Любовь гонит одну тень к другой, не давая передохнуть и оглянуться, — так некогда она гнала нагую Суламифь к ложу Соломона, так свежий ветер несет сухую траву к пожару.
И однажды — остановись, мгновение… — ей приснилось, что он пришел.
А годы шли.
В один из дней увядшие губы в последний раз произнесли имя, под которым, как под солнцем, протекла вся жизнь.
Вдохнув столь глубоко воздух Индии, мы психологически облегчили себе задачу ответа на вопрос, вынесенный в заглавие. Ибо за внешним своеобразием вскрылась общечеловеческая основа, управляемая во всех областях, а значит и в языке, точными и неотвратимыми внегеографическими законами.
Итак, Дабавкара. Кто он такой, тот, кого упоминает лоцман Ахмад ибн Маджид в главе об истории мореплавания, открывающей энциклопедическую «Книгу польз в рассуждении основ и правил морской науки»?
«В их время[48]
среди знаменитых капитанов были Абдальазиз сын Ахмада с Запада, Муса Кандаранский и Маймун сын Халила. До них сочинял Ахмад сын Табруи, львы же моря заимствовали из его сочинений и переняли описание у капитана Хавашира сына Юсуфа сына Салаха Арикского; последний в четырехсотом году от Переселения Пророка[49] и близко к тому плавал на судне индийца Дабавкары…».Первооткрыватель арабских мореходных рукописей Габриэль Ферран пытался связать это имя с названием порта Дибругарх. Однако дальний континентальный порт в среднем течении Брахмапутры не знаком арабской навигационной литературе, откуда следует заключить, что вряд ли он имел существенное значение для морской торговли.
Что же тогда?
И тут я зрительно вспомнил слово dhow английских словарей со значением «одномачтовое арабское судно с треугольным парусом». Если рассечь «дабавкара» пополам и сопоставить первую половину — «дабав» — с dhow, то налицо разительное совпадение начальных и конечных звуков, а деформацию средней части легко объяснить неудобной фонетической позицией, которую занимает «б» между неударным гласным и вторым губным звуком; будучи ослабленным, этот звук «тянет на себя», т. е. ассимилирует с собой сильное «б», а затем как бы поглощает его; однако здесь нет бесследной гибели, «эйч» (h) в английском dhow высится как памятник растворившемуся слогу.

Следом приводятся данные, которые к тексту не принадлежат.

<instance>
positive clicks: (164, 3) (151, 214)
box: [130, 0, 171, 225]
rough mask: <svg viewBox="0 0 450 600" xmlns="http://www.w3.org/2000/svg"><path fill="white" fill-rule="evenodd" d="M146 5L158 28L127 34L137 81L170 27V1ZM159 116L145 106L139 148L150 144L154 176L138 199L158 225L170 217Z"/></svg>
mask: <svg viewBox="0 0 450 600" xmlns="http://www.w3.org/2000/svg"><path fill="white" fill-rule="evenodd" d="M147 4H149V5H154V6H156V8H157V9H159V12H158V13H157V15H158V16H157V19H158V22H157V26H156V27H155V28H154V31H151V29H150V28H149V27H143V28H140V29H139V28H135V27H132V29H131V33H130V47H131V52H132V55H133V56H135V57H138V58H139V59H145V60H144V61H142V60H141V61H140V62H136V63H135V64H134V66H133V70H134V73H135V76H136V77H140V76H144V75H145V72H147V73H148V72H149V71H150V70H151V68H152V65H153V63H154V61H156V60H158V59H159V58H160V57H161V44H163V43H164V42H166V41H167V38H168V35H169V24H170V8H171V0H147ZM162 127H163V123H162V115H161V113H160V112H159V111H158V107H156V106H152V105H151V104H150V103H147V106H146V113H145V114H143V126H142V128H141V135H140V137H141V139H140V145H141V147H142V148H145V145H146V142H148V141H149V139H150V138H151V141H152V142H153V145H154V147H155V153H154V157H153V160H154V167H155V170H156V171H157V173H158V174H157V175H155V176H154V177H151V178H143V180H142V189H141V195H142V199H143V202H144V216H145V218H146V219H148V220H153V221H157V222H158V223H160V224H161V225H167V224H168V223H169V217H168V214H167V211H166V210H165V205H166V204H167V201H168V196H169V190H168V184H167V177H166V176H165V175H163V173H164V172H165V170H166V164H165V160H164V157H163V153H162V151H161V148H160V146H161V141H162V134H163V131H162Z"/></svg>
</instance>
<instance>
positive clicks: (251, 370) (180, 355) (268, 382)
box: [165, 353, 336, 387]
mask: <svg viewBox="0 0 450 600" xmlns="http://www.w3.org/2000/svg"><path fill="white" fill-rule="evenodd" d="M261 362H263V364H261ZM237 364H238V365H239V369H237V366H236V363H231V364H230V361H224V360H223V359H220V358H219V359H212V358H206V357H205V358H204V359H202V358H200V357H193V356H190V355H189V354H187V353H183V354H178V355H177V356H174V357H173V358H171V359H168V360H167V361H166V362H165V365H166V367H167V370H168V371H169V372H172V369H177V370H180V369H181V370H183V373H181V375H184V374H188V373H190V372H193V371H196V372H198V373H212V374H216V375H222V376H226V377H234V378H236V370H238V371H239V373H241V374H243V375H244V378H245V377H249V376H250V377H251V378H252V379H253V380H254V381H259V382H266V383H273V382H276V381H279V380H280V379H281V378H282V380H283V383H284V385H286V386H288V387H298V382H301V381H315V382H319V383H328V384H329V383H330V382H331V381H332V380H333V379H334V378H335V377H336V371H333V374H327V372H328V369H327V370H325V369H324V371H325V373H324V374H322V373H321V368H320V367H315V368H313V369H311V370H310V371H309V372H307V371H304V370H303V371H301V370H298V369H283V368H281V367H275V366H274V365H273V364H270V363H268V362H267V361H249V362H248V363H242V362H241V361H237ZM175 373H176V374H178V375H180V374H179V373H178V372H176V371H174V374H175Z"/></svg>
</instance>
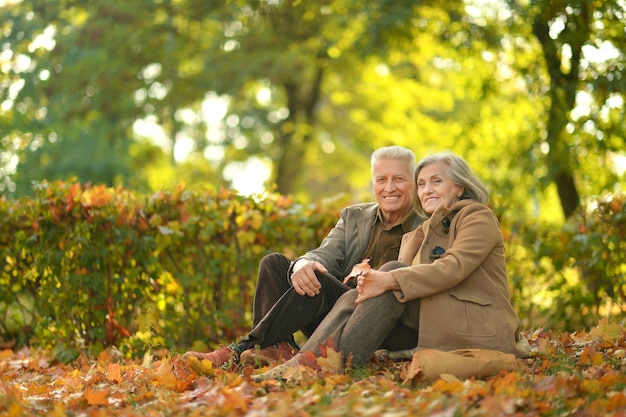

Хорошо, но «…арабское судно…» и «индиец Дабавкара»… Все могло быть, конечно, а вот не избавиться от какой-то внутренней неловкости: что-то здесь не то. Да, английские же, но уже этимологические словари — Скит 1910 г., Уикли 1921 г. — подтверждают: не то. Они отрицают арабское происхождение dhow и возводят это слово к западно-индийскому языку маратхи, куда оно, возможно, проникло из санскрита.